You dont have to weight a fly. You just wet it and the water weight sinks it


----------



## rickerd (Jul 16, 2008)

You can use a sinktip line, to get it down using a 3 foot leader of 12# fluoro, or you can use smallest split shot about 12 inches above fly and adjust the number you need to get them down. 
On our streams, I prefer very little weight on the fly, neutrally buoyant fly, then weight in front of fly like above. This makes the smallest currents move the fly more. 

Its all about experimenting and getting comfortable with what you are throwing. Try to hit bottom once or twice on each drift. Then your weight is adjusted well. Once you learn where the snags are in a drift, use a mend to keep fly above the bottom by 6-12 inches. That is the zone to be in.

Rickerd


----------



## Stars-n-Stripers (Nov 15, 2007)




----------



## rickerd (Jul 16, 2008)

FYI the drop shot works for me, but usually a 6 inch tag for one or two splitshot. Its not often needed with our slower OH currents that you need dropshot to get down to zone. Now MI waters that is a different story. Especially the PM I am familiar with, dropshot will definately get you into fish. Any more than 3 small shot and you are chucking and ducking though. Good trick to have in your bag, but those sinkers hurt up against the back of my head and probably yours too.
Rickerd


----------



## Patricio (Feb 2, 2007)

Don't overthink it. These aren't hard to catch fish. I would catch fish at will using just an olive bead headed wooly bugger. It's the only fly I used. No indicator. Just let it drift through potential holding spots.


----------



## Stars-n-Stripers (Nov 15, 2007)

Patricio said:


> Don't overthink it. *These aren't hard to catch fish.* I would catch fish at will using just an olive bead headed wooly bugger. It's the only fly I used. No indicator.

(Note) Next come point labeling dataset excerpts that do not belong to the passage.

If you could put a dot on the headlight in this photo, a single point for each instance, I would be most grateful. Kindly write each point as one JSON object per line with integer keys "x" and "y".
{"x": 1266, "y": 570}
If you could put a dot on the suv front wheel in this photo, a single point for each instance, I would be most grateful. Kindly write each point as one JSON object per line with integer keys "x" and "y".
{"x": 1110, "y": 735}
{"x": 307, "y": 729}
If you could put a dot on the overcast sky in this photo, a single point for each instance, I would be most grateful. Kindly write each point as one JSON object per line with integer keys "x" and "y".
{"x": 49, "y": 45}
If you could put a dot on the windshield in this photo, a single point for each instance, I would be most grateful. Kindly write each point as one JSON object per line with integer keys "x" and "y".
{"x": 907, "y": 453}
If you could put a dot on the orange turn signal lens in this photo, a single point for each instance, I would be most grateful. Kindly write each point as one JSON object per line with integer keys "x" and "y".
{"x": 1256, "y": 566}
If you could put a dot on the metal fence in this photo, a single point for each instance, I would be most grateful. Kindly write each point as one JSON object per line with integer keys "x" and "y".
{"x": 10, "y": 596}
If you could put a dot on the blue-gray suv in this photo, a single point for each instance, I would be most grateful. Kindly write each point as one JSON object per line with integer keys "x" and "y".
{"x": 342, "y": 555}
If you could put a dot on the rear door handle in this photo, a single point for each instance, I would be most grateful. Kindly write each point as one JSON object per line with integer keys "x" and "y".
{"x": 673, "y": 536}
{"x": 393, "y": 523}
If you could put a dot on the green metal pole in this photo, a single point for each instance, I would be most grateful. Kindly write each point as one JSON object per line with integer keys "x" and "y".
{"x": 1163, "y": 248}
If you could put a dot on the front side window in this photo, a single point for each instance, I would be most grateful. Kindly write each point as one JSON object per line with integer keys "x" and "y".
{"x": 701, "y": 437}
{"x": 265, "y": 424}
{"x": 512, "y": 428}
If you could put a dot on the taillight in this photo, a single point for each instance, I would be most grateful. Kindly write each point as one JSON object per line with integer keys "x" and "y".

Just let it drift through potential holding spots.


I certainly wouldn't make that broad of a statement. 

If you have the benefit of being in streams or rivers with large runs of fish perhaps, but I can tell you from fishing only the Vermillion river, they are certainly not easy. 

To the OP, there are many many videos on YouTube to discover a lot of great tips.


----------



## Shortdrift (Apr 5, 2004)

As Patrico said; KISS
I mostly used small streamers on the Vermillion tied by me to resemble a small emerald shiner, Size 8 and 10, no strike indicator or shot.


----------



## Patricio (Feb 2, 2007)

Stars-n-Stripers said:


> I certainly wouldn't make that broad of a statement.
> 
> If you have the benefit of being in streams or rivers with large runs of fish perhaps, but I can tell you from fishing only the Vermillion river, they are certainly not easy.
> 
> To the OP, there are many many videos on YouTube to discover a lot of great tips.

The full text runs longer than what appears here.